Puh, ich bin mittlerweile wirklich hin und her gerissen, was AI betrifft.
ich denke einerseits muss so viel investiert werden, weil es auch ein Internationales Sicherheitsthema ist, andererseits ist es halt wirklich absurd, wenn man den digitalen Alltag durch solche hardware Engpässe irgendwann lahm legt.
Ich denke am ende ist es das (hoffentlich) auch wert, für mich ist KI im Grunde nichts anderes als Intelligenz, die als Software verfügbar geworden ist. Software, die Informationen "versteht", Zusammenhänge erkennet, logisch schlussfolgert und daraus funktionierende Lösungen ableiten kann. Genau das ist der gamechanger.
Früher musste man sich für viele Dinge wie z.B. programmieraufgaben oder auch andere Dinge im Job stundenlang durch Dokus und Wikis wühlen, um überhaupt alle Befehle und Konzepte nicht nur zu kennen, sondern auch für sich selsbt zu verstehen und zu verinnerlichen und im Kopf zusammenzusetzen. Erst danach konnte man anfangen, daraus mit eigener Denkleistung irgendwas produktives damit anzustellen.
Heute kann ich der KI einfach die Doku und die Aufgabe geben und sagen, es soll mal machen.
Solange ich alle nötigen Infos als input gebe, kann sie sich auf alles selbst einen Reim bilden, logisch zusammensetzen und daraus eine in 99% der Fälle funktionierende Lösung bauen.

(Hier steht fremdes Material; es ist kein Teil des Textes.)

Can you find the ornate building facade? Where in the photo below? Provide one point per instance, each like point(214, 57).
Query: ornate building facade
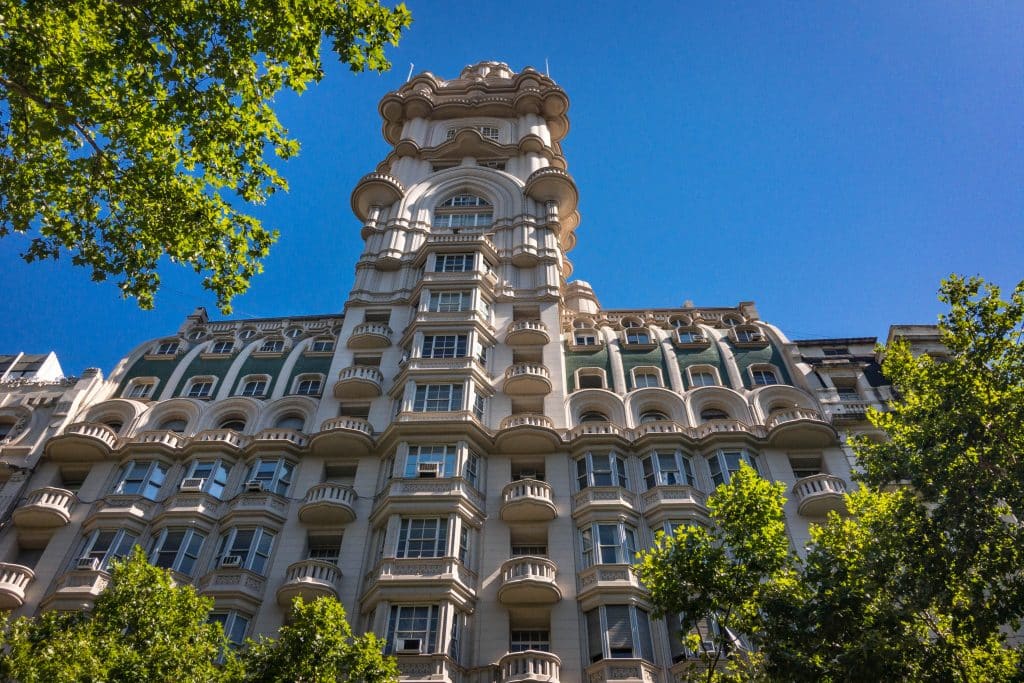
point(469, 456)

Genau diese Denkleistung, für die früher viel Zeit und Hirnschmalz und einfach ein gewisses Maß an geistiger Anstrengung nötig waren, ist heute quasi als Werkzeug verfügbar.
Und dafür braucht es gar keinen riesigen AI Moonshot oder AGI. Allein das was jetzt schon möglich ist, bewirkt schon extrem viel.

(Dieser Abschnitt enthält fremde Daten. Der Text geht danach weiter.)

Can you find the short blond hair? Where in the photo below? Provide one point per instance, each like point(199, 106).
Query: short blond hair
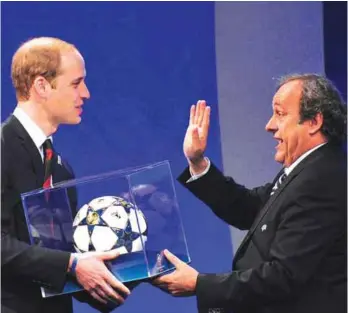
point(37, 57)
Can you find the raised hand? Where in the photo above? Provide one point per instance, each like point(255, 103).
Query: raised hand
point(196, 137)
point(93, 275)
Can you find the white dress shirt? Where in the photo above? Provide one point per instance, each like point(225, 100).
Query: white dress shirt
point(34, 131)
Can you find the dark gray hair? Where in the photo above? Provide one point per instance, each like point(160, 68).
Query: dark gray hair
point(319, 95)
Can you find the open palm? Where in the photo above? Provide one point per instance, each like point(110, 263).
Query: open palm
point(196, 137)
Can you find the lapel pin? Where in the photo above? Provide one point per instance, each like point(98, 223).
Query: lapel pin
point(263, 227)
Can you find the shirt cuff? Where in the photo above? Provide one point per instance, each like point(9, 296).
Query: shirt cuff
point(195, 177)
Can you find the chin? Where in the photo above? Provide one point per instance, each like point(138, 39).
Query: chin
point(279, 158)
point(74, 121)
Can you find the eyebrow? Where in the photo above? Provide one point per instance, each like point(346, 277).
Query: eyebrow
point(77, 80)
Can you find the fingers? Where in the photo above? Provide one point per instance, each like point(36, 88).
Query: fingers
point(202, 106)
point(116, 284)
point(107, 292)
point(173, 259)
point(206, 121)
point(192, 114)
point(109, 255)
point(93, 292)
point(199, 111)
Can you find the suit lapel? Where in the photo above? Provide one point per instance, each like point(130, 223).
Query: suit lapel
point(272, 198)
point(30, 147)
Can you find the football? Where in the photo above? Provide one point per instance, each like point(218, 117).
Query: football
point(107, 223)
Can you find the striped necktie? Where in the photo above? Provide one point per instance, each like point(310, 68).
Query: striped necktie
point(278, 183)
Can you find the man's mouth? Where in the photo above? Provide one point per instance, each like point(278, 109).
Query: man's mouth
point(280, 141)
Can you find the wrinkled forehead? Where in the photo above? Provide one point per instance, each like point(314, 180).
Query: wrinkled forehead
point(288, 95)
point(73, 62)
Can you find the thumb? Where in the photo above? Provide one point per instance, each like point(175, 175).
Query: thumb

Jetzt geht es bei alltäglichen Problemen nicht mehr darum, ob ich etwas verstehe und zu kompliziert ist, ob ich dafür überhaupt genug Zeit habe oder überhaupt die Motivation mich vielleicht stunden, tage oder sogar Wochenlang mit einem Thema zu beschäftigen. Die eigentliche Frage ist nur noch: "Hab ich alle Informationen". Sobald ich das mit Ja beantworten kann kann ich praktisch jedes Problem lösen.
Das muss nicht die ideale Lösung sein. Denn die hätte ich selbst mit viel mühe noch hinbekommen, es muss nur eine funktionierende Lösung sein. Und wenn ich die innerhalb von wenigen Sekunden bekomme, dann fühlt sich das wie ein Cheatcode fürs Real Life an.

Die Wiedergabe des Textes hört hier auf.